Dynamic Elements of Venetian Opera (DEVO)
Dynamic Elements of Venetian Opera (DEVO) contains the underlying data reported sequentially in The New Chronology of Venetian Opera and related genres (1660-1760). This critical period in the development of European opera saw constant change. Opera theaters arose in cities across Europe, although up to 1680 it was most often performed in private palaces. Venice established a celebrated model for entrepreneurial opera where by several theater operated simultaneous, and no personal invitation was required to attend. However, fees were charged and all the theaters that endured more than a few years expected its clientele was rent boxes by the year. The centrally important point about Venetian opera is not that it was "public" but that it was extraordinarily prolific, akin to Hollywood films of recent decades.
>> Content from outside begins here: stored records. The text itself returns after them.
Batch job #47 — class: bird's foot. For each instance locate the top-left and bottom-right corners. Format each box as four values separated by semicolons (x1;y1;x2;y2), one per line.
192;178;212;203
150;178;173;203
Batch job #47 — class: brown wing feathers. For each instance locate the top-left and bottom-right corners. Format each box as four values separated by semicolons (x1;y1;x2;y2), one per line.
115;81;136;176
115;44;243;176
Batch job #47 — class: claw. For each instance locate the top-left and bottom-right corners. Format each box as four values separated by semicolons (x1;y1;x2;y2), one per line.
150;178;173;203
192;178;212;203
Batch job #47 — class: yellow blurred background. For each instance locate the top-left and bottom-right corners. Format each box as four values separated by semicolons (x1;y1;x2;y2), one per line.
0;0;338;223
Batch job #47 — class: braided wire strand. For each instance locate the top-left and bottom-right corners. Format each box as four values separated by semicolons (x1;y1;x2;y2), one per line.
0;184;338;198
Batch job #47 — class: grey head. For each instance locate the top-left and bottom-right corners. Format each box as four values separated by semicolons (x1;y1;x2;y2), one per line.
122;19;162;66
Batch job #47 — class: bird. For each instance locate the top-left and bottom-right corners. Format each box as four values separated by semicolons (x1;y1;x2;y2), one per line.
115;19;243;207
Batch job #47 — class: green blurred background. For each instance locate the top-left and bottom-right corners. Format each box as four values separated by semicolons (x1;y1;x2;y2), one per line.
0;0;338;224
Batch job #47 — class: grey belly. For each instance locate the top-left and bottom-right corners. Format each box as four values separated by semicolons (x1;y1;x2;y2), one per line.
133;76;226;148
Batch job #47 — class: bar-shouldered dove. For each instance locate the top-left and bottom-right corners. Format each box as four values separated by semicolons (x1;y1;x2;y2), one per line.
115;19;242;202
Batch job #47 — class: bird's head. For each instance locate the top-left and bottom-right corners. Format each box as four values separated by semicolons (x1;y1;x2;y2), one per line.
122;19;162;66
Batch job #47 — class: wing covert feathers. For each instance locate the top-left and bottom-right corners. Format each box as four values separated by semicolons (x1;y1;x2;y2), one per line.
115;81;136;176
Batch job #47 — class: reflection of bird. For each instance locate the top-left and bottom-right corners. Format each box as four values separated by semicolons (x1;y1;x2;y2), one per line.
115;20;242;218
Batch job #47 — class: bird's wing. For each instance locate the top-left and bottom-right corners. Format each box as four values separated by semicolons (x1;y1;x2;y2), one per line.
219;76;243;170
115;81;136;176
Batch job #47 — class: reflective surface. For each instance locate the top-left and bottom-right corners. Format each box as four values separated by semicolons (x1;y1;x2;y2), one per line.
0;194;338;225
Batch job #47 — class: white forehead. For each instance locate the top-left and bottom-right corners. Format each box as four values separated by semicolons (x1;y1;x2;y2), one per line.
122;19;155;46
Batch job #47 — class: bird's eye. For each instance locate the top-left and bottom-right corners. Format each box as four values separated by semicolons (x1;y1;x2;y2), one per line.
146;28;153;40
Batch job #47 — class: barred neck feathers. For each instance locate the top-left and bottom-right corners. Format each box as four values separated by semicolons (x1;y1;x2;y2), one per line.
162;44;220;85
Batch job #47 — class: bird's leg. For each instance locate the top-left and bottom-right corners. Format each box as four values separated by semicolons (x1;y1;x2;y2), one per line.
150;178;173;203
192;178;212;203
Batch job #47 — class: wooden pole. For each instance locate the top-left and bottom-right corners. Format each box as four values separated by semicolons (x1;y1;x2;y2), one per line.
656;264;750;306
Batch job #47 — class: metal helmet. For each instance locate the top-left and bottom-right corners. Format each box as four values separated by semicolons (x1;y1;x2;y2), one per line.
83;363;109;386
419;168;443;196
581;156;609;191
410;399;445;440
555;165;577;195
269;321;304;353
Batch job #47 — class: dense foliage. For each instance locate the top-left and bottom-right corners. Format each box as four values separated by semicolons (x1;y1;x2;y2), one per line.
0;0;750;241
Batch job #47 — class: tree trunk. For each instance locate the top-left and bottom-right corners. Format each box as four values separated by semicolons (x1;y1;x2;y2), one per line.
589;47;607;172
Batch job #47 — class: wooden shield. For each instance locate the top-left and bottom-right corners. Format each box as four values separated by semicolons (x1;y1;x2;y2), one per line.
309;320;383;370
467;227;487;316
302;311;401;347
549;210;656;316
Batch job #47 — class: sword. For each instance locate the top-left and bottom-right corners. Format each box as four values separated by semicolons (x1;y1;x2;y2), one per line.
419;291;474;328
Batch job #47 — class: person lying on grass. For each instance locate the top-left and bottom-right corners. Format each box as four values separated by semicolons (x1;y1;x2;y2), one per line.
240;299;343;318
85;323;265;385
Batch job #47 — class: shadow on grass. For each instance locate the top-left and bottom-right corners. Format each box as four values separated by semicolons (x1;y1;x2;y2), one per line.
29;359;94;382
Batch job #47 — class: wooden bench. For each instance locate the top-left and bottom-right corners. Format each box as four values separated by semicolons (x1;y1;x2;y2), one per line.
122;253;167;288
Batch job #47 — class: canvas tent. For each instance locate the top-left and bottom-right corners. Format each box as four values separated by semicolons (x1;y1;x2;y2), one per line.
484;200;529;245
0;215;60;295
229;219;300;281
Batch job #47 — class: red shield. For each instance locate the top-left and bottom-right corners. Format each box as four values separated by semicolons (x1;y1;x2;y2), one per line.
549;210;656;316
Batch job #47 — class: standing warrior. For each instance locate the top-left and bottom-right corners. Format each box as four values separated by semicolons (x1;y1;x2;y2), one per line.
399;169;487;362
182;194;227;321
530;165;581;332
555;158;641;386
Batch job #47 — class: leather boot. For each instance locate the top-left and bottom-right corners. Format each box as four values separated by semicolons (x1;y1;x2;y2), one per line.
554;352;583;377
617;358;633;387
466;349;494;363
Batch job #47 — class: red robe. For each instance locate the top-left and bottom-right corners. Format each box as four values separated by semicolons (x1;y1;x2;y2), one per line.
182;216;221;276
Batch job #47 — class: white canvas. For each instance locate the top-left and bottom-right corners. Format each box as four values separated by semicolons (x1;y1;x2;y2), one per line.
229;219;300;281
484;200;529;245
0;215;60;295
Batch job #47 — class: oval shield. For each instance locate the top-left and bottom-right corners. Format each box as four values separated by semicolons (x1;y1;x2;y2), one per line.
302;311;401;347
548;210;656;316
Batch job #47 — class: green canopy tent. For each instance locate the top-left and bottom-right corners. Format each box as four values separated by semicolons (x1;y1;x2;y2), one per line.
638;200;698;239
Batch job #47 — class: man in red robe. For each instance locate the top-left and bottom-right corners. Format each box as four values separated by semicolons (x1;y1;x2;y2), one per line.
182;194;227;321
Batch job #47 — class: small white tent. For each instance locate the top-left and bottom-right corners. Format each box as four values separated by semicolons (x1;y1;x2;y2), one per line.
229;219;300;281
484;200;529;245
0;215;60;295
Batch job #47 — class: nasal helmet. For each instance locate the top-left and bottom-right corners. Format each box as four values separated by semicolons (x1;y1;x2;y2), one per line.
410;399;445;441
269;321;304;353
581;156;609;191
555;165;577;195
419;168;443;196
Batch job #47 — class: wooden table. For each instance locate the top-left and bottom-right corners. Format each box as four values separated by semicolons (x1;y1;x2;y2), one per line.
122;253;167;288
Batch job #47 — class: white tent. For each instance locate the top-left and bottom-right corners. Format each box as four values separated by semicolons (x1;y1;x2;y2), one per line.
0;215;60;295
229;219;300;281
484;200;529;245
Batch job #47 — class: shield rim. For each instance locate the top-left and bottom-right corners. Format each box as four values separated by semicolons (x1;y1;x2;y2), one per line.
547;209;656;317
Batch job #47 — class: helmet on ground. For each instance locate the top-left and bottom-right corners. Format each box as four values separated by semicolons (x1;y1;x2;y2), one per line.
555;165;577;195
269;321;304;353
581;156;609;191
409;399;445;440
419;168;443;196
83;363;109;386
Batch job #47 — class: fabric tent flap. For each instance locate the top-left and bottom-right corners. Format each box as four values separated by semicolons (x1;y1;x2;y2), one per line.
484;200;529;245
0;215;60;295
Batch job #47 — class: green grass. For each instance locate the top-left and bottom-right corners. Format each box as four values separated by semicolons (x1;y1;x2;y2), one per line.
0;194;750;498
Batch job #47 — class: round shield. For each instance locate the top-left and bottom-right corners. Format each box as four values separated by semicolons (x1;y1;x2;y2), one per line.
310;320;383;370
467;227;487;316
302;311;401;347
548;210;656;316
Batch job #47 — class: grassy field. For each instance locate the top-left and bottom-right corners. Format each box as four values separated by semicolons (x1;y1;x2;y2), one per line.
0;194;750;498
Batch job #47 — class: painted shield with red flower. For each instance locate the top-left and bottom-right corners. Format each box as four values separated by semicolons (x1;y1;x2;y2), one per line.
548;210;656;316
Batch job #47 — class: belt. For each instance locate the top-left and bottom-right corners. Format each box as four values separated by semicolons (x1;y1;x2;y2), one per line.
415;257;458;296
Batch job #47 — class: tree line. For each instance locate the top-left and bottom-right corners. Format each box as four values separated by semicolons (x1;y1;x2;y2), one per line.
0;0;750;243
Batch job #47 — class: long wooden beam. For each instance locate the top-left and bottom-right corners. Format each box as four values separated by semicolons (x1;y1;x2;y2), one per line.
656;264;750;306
Opera had an ever broader footprint, but the role of Venetian opera up to 1760 was very conspicuous, with eventual decline in the later eighteenth century.
This initial prolixity makes it difficult to appreciate the many fault lines that existed between theaters, composers, and librettists. Prolixity also meant that languages of performance came to differentiate short theatrical periods that made up the mosaic of this endlessly busy milieu. In a society in which only priests and accountants saw the year as being ordered by numbered months and days, social, religious, and political life was ordered by feasts. These had the peculiar property that some were fixed and some were moveable--according to lunar motion. These differences imposed on chronicles (and other commentaries) many flaws that have repelled solutions until now. (The rationals, mechanics, and narrative flaws of early centuries are discussed in Song and Season: Science, Culture, and Theatrical Times in early modern Venice, a companion to The New Chronology. Both books, by Eleanor Selfridge-Field, were published by Stanford University Press in 2007.)
The central value of a correct chronology is that dates, when aligned with these short segments of the year demarcated by (nominally) religious feasts, disclose drammaturgical associations that reflected and reinforced cyclical cultural emphases. Viewed over the century 1660-1760, mutations in meaning show the effects of economic and social change, creating a rich portrayal of conflicting sources the contributed to the solidification of this art form.